Belle's antisocial career grew out of her consuming passion for cutthroats and robbers. Belle was born Myra Belle Shirley, a native of Missouri whose family moved to Texas. She had barely become nubile when she began to hobnob with the James brothers and bore their confederate, Cole Younger, a daughter. Then she married a horse thief named Jim Reed and bore him a son. When Reed was killed, Belle took up with a gang and moved into Indian Territory, where she met and married a handsome cherokee bandit named Sam Starr.

From their hideout on the Canadian River, about 75 miles west of Fort Smith, she acted as organizer, planner and fence for rustlers, horse thieves and bootleggers who distilled and sold whiskey to the Indians.

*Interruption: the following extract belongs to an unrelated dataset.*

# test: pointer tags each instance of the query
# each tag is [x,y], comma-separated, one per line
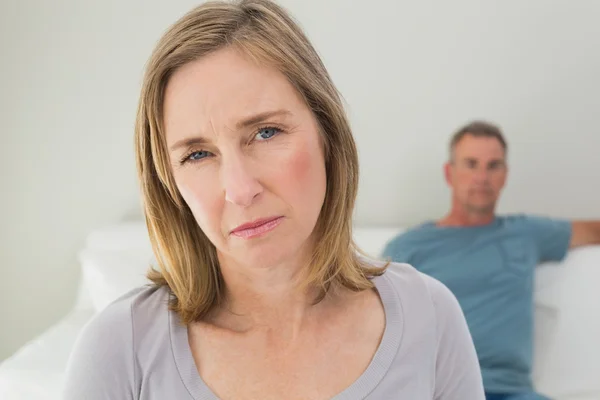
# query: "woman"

Her managerial skills rewarded her well, and when her friends were captured, she spent her money generously to buy their freedom. If bribery failed, Belle would try another approach. She would employ her powers of seduction to persuade a deputy to return empty-handed to Fort Smith.

Repeatedly thwarted by these tactics, Judge Parker was ready to use almost any pretext to jail her. But whenever his deputies brought her in to face a charge of bootlegging or rustling, he was obliged to free her for lack of evidence. finally, in 1882, Belle was caught in the act of stealing a neighbor's horses, and the evidence stuck for once. After a short trial, Parker sentenced Belle to two six-month terms in prison. She served nine months before being let off for good behavior, but the time she spent behind bars did nothing to dampen her ardor for criminals and the lawless life. She boasted to one reporter, "I am a friend to any brave and gallant outlaw. There are three or four jolly good fellows on the dodge now in my section, and when they come to my house they are welcome, for they are my friends."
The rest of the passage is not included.